Automatic analyzers are known in the state of the art. For example, DE 102 22 822 A1, DE 102 27 032 A1, and DE 10 2009 029305 A1 disclose generic analyzers for determining one or more parameters of a sample liquid. Such analyzers are each designed as a cabinet device containing measuring and control electronics, a supply tank for reagents, standard solutions, and cleaning liquids, pumps to feed and dose the liquid sample and the reagent or reagents into a measuring cell, and a measuring sensor for optical measurements of the sample exposed to the reagent or reagents in the measuring cell, or a reaction mixture formed therefrom. Controlled by the measuring and control electronics, the reagents, standard solutions, or cleaning liquids are conveyed from the supply tanks and transported into the measuring cell. Correspondingly, used liquid is transferred from the measuring cell into a waste container.

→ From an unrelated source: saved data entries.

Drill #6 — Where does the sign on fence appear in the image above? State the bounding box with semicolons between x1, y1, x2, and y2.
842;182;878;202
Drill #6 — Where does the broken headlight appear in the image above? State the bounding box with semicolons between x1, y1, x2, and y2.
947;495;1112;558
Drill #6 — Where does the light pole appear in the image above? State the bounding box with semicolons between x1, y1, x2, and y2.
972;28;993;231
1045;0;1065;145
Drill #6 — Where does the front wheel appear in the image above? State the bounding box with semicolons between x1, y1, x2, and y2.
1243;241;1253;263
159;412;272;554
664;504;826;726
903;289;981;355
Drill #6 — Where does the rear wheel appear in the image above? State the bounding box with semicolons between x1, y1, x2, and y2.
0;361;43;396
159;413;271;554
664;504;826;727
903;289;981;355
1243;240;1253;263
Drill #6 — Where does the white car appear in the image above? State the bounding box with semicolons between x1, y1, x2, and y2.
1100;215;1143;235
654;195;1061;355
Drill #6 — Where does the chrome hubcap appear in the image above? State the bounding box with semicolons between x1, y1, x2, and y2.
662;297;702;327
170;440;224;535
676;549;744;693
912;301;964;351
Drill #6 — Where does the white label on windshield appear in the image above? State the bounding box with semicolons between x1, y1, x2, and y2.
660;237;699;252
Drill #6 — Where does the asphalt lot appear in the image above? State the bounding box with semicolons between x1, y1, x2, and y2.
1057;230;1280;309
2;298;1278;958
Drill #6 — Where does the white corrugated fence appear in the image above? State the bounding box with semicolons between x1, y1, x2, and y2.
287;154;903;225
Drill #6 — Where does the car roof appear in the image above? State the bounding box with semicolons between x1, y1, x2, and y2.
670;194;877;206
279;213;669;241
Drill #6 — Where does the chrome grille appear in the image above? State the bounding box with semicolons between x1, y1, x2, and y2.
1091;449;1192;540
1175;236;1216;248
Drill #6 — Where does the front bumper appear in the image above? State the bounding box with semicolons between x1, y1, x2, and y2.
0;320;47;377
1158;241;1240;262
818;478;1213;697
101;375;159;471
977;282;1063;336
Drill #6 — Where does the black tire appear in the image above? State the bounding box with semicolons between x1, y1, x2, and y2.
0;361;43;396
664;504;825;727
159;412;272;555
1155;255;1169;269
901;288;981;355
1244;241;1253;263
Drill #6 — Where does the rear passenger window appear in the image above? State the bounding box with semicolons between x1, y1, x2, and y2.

Particularly in applications in the fields of environmental analytics or water management, the sample liquid can contain a particle load to be monitored by means of an automated analyzer. The entrained particles can be filtered out of the sample liquid for example, when sampling from the measuring point so that the sample supplied to the analyzer for analysis is free of particles, and there is, accordingly, no danger of the fluid lines or valves of the analyzer becoming obstructed or blocked by any particles entrained by the sample. The chemical composition of the particle load of a sample liquid is, however, part of certain parameters like digestion parameters such as COD or TP, so that filtering out the particles from the sample before performing the analysis would significantly distort the analytical results. Generally, the sample liquid is therefore analyzed with the inclusion of its particle load. The liquid lines of the analyzer which come into contact with the sample liquid must be designed for this. In locations at which a high flow speed generally predominates, the probability of blockage by particles entrained in the sample liquid is less than at locations in which the sample liquid dwells for a long time where particles can settle. This is, in particular, the case in the measuring cell of the analyzer. The blocking of valves and fluid lines requires regular servicing measures and/or the regular exchange of valves and fluid lines.